RTFM - I should have learned it by now

htoug on 2004-12-03T09:56:15

I've just wasted nearly a whole week chasing a wierd bug in DB_File (or so it seemed at first).

We have a number of Alphas running Tru64 (about 20) and our home directory is NFS-mounted on all the machines (so you have your files with you everywhere).

The web-development Alphas have just beeen upgraded from Tru64 v4.0G to v5.1B - the server people did a clean install, so as to remove any lint collected over the years.
I had sync'ed /usr/local (with out perl environment and other tools) from the Perforce depository and tested.
Everthing was OK.
The machines were released to the users and everyone seemed happy until the guy on the table next to me said that his Apache::ASP setup acted strangely, it crashed whenever he fiddled with the $Session-variable in his scripts.
"Hmmm...." I said. "I'll have a look at that". Famous last words.

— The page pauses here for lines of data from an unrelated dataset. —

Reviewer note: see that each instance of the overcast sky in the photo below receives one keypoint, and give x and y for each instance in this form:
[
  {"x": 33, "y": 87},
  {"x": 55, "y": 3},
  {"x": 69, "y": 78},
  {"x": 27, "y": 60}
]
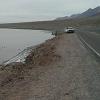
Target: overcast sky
[{"x": 32, "y": 10}]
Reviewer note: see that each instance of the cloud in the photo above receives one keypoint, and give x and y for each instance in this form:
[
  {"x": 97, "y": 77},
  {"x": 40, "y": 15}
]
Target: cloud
[{"x": 43, "y": 9}]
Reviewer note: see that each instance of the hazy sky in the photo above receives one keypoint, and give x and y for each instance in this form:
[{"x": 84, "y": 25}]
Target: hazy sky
[{"x": 32, "y": 10}]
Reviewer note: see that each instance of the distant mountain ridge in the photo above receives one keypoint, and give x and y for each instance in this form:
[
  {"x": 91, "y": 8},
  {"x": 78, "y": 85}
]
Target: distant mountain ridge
[{"x": 89, "y": 13}]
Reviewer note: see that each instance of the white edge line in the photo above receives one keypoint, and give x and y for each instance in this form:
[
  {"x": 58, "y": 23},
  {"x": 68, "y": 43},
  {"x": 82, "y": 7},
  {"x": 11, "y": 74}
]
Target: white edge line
[{"x": 90, "y": 47}]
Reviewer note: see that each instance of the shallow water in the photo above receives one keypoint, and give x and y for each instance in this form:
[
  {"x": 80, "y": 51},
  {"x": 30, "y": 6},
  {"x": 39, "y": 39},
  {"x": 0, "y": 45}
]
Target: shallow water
[{"x": 13, "y": 41}]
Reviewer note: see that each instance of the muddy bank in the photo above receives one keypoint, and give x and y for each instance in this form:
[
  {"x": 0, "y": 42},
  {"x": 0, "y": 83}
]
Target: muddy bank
[
  {"x": 41, "y": 55},
  {"x": 59, "y": 69}
]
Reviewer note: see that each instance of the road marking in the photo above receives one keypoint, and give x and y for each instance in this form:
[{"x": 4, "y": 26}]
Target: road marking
[{"x": 98, "y": 54}]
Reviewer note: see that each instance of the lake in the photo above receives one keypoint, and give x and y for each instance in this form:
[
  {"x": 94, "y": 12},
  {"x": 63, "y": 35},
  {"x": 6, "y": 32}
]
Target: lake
[{"x": 14, "y": 41}]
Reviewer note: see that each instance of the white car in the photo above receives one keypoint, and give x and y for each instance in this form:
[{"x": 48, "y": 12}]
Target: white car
[{"x": 69, "y": 30}]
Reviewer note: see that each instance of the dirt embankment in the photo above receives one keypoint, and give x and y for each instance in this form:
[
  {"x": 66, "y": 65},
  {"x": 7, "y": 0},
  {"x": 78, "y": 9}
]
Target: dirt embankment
[
  {"x": 59, "y": 69},
  {"x": 41, "y": 56}
]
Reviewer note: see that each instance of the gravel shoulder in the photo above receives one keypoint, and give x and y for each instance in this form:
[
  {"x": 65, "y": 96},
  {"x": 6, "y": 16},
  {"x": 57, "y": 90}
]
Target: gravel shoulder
[{"x": 59, "y": 69}]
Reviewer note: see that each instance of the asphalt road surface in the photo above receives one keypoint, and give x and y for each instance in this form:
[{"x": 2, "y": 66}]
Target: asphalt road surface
[{"x": 92, "y": 39}]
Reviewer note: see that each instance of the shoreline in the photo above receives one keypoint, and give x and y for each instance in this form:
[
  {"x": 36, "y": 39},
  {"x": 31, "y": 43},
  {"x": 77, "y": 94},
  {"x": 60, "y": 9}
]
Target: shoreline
[{"x": 21, "y": 56}]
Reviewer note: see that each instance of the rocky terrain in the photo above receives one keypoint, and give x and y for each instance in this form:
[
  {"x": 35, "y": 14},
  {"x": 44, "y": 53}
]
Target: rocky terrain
[{"x": 59, "y": 69}]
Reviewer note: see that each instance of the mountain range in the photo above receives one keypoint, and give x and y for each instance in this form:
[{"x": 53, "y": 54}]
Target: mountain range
[{"x": 89, "y": 13}]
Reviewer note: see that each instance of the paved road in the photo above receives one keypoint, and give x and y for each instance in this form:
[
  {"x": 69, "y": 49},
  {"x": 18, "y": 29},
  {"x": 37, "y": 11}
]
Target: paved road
[{"x": 92, "y": 39}]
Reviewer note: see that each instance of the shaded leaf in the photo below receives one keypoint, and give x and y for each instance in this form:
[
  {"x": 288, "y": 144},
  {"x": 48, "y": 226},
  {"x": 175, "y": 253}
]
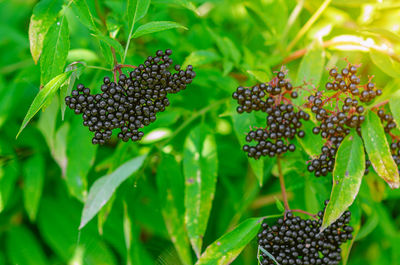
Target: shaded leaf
[
  {"x": 200, "y": 167},
  {"x": 378, "y": 149},
  {"x": 385, "y": 63},
  {"x": 225, "y": 249},
  {"x": 155, "y": 26},
  {"x": 45, "y": 93},
  {"x": 33, "y": 184},
  {"x": 55, "y": 50},
  {"x": 394, "y": 104},
  {"x": 170, "y": 183},
  {"x": 311, "y": 67},
  {"x": 201, "y": 57},
  {"x": 112, "y": 43},
  {"x": 82, "y": 12},
  {"x": 79, "y": 141},
  {"x": 103, "y": 188},
  {"x": 23, "y": 248},
  {"x": 44, "y": 15},
  {"x": 347, "y": 176}
]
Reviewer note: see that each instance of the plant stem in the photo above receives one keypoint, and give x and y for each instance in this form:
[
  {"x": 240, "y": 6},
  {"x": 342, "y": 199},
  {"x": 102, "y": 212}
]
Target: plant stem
[
  {"x": 282, "y": 182},
  {"x": 309, "y": 23},
  {"x": 304, "y": 212}
]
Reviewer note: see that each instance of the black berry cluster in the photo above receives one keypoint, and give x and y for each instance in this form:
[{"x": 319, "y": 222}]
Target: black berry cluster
[
  {"x": 293, "y": 240},
  {"x": 133, "y": 102},
  {"x": 348, "y": 112},
  {"x": 283, "y": 121}
]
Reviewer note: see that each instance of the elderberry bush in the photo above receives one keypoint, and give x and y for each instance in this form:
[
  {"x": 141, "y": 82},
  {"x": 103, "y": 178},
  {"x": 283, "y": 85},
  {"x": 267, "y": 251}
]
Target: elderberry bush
[
  {"x": 283, "y": 122},
  {"x": 133, "y": 102},
  {"x": 349, "y": 102},
  {"x": 293, "y": 240}
]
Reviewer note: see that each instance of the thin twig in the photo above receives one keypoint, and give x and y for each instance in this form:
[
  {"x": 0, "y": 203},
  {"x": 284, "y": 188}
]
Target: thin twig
[
  {"x": 282, "y": 182},
  {"x": 309, "y": 23}
]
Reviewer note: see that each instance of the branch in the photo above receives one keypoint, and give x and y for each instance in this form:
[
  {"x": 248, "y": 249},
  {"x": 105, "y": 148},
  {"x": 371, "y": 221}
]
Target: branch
[{"x": 282, "y": 182}]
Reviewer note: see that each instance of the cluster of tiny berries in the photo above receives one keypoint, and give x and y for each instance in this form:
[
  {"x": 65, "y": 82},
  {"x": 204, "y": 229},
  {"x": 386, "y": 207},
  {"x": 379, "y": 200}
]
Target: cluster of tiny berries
[
  {"x": 133, "y": 102},
  {"x": 283, "y": 121},
  {"x": 293, "y": 240},
  {"x": 335, "y": 125}
]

The apache server crashed with a segmentation violation deep down inside Apache::ASP's internals - I finally tracked it down to a call to DB_File.
"No problem - I'll just upgrade DB_File" I thought - perhaps something has broken in the upgrade - so a recompilation might be called for.
Download the latest DB_File, and do Perl Makefile.PL, make test and boom DB_File fails in its tests.

Wierd - DB_File shouldn't SEGV.

Check rt.cpan.org for known bugs: I found one, where someone reported that the version of the underlying BerkeleyDB delivered with Tru64 v5.1B had a bug.

Download the latest berkeleyDB, compile and install. Retest DB_File: still boom.

Now I'm getting desperate. One of out test-machines runs the same Apache::ASP application as originally gave the error, so I looked there and everything semed ok - it was at a lower patchlevel than the dev.box but otherwise the same.
I tested DB_File on that: boom, hmmmm....

I looked in the DB_File code, and it seems that it sends a wrong argument to the db_del function - deep down in a macro in an XS-file. I wanted to make a small test-case, so that I could see if that was the error. So I headed back to BerkeleyDB, and looked for example code.
A the README passed over my screen something about 'NFS' caught my eye.

* To run the test harness for this module, you must make sure that the directory where you have untarred this module is NOT a network drive, e.g. NFS or AFS.
I was doing all this in my 'work' subdirectory to my home - which is NFS mounted!

Move over to /tmp and try again.

Everything works!

It seems that Tru64 v4.0G had an undocumented feature that allowed BerkeleyDB files to be on an NFS-mounted filesystem. This feature has been removed in v5.1B.

Once again the lesson is: when debugging, take your time. Check every step, and do read the READMEs - don't assume that you can remember it from last you installed, things may have changed.

The fix was to move Apache::ASP's session-state files away from the home directory tree to somewhere in /tmp, and everyone is happy.


amen to that:

Qiang on 2005-09-01T13:12:52

when debugging, take your time

a rule we all know but don't apply sometimes or worst most of the time. the same can be applied to day to day life. i don't remember how many times i have relearned that rule. Doh!